Soggy Ground: A Geography of Pine Barrens Wetlands — Saturday, April 20, 2024.


Jan 5, 2009
Richland, NJ
Can you tell a spung from a cripple? Are blue holes real? Ever wonder what this place was like during the ice age? I'll be giving a talk about a new book that details the Pine Barrens physical, cultural, and environmental dynamics of paleoperiglacial landscapes. It is written for Pinelands enthusiasts as an old-fashioned geography. The content is tilted towards an interdisciplinary audience—especially geologists, historians, archeologists, botanists, and conservationists. Personally, I make no money from the sale of this book.
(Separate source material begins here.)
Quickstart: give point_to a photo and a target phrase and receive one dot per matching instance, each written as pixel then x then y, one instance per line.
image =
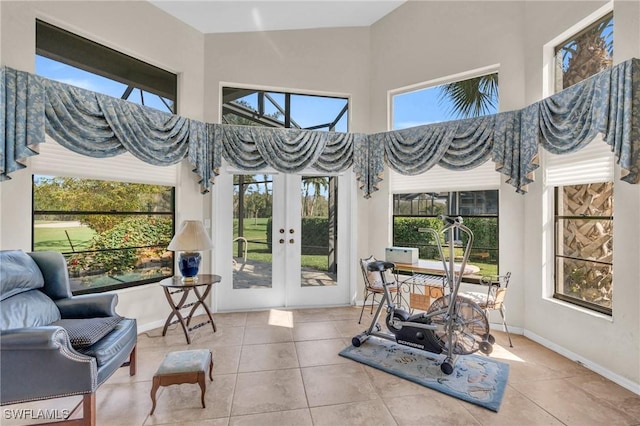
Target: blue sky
pixel 77 77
The work is admittedly opinionated, quirky, and technical in spots but laid out in a manner that makes accessible data that is hopelessly mired in obscure journals or is otherwise inaccessible. It is is well illustrated. This event is sponsored by the Pemberton Township Historic Trust.


Here is a description of the book:

Wetlands have long intrigued us. For centuries bogs, mires, and meadows were regarded forlorn topography, loathsome places replete with legend and lore. Natural Historian Mark Demitroff presents an engaging overview on how to read and value the unusual wet environment of the New Jersey Pine Barrens through land-surface processes. Little known ice age landforms provide critical habitat for plants and animals. Places like spungs, cripples, blue holes, and savannahs are woven together in a geographic tapestry of interactions between nature and society. People here have exploited these wetlands for millennia, features that now slowly fade from memory and place.